Early fascinations with photography and science have inspired Don Dudenbostel throughout his extensive career. As a young student interested in Science, Dudenbostel was always trying to figure out how things worked, taking apart clocks and radios to understand the mechanisms better.
"I've always been curious about things I couldn't see with the naked eye," says Dudenbostel. His curiosity led him to study and experiment with x-rays and ultimately inspired his x-ray photo series. "Through x-ray, I am able to capture the hidden inner beauty of a plant or shell or even a man-made object," says Dudenbostel.
As a student at the University of Tennessee, Dudenbostel exhibited his work in two solo exhibitions and photographed for the college's Beacon newspaper.

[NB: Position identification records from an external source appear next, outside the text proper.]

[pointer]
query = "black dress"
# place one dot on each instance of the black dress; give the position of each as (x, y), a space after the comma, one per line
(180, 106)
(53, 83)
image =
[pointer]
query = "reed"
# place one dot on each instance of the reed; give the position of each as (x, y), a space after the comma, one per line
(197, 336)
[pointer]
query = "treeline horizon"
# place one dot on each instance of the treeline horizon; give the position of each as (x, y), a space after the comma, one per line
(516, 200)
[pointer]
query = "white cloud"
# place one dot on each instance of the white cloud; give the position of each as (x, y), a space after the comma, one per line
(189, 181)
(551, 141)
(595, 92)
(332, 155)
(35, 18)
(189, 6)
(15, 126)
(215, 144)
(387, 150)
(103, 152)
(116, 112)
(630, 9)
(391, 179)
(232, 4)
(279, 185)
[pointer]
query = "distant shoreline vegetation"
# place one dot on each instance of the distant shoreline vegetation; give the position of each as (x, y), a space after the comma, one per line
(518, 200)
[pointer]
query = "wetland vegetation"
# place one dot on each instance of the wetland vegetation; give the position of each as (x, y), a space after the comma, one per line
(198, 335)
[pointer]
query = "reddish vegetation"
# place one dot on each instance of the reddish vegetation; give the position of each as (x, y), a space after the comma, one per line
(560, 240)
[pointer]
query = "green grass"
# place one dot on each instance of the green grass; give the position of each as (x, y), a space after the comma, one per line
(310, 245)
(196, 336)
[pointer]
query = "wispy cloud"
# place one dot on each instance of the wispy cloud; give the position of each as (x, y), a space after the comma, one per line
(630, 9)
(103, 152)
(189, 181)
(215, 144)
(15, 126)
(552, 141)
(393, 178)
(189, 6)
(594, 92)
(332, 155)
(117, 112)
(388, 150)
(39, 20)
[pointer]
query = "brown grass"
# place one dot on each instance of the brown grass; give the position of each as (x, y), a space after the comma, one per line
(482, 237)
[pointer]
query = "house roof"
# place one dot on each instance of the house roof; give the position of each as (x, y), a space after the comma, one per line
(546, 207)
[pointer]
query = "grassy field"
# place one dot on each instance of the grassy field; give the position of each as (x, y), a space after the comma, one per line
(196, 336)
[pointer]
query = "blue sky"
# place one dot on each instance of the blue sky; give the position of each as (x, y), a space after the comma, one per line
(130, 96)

While on assignment at a police riot in 1969, he photographed a student hiding in the bushes behind a row of police officers. The photograph was later published in Esquire and became one of the magazine's top photos of 1970. His work reached several other national publications, including Newsweek.
After his college years, Dudenbostel got involved with a small group of photographers known as the Tangent Photography Group. Their goal was to broaden their vision as art photographers. As a result of their efforts, they procured numerous group exhibitions in various major cities throughout the southeastern United States.
In 1975, Dudenbostel was extremely fortunate to directly study with Ansel Adams at his home in Yosemite National Park. He continued his education to receive his Tennessee Professional Certification in 1981 and his Master of Photography degree through the Professional Photographers of America in 1985.
He furthered his professional career entering regional and national competitions and received numerous awards, including three Kodak Gallery Awards. Several of his award-winning images were included in international touring exhibitions. His work continues to be exhibited by galleries nationwide.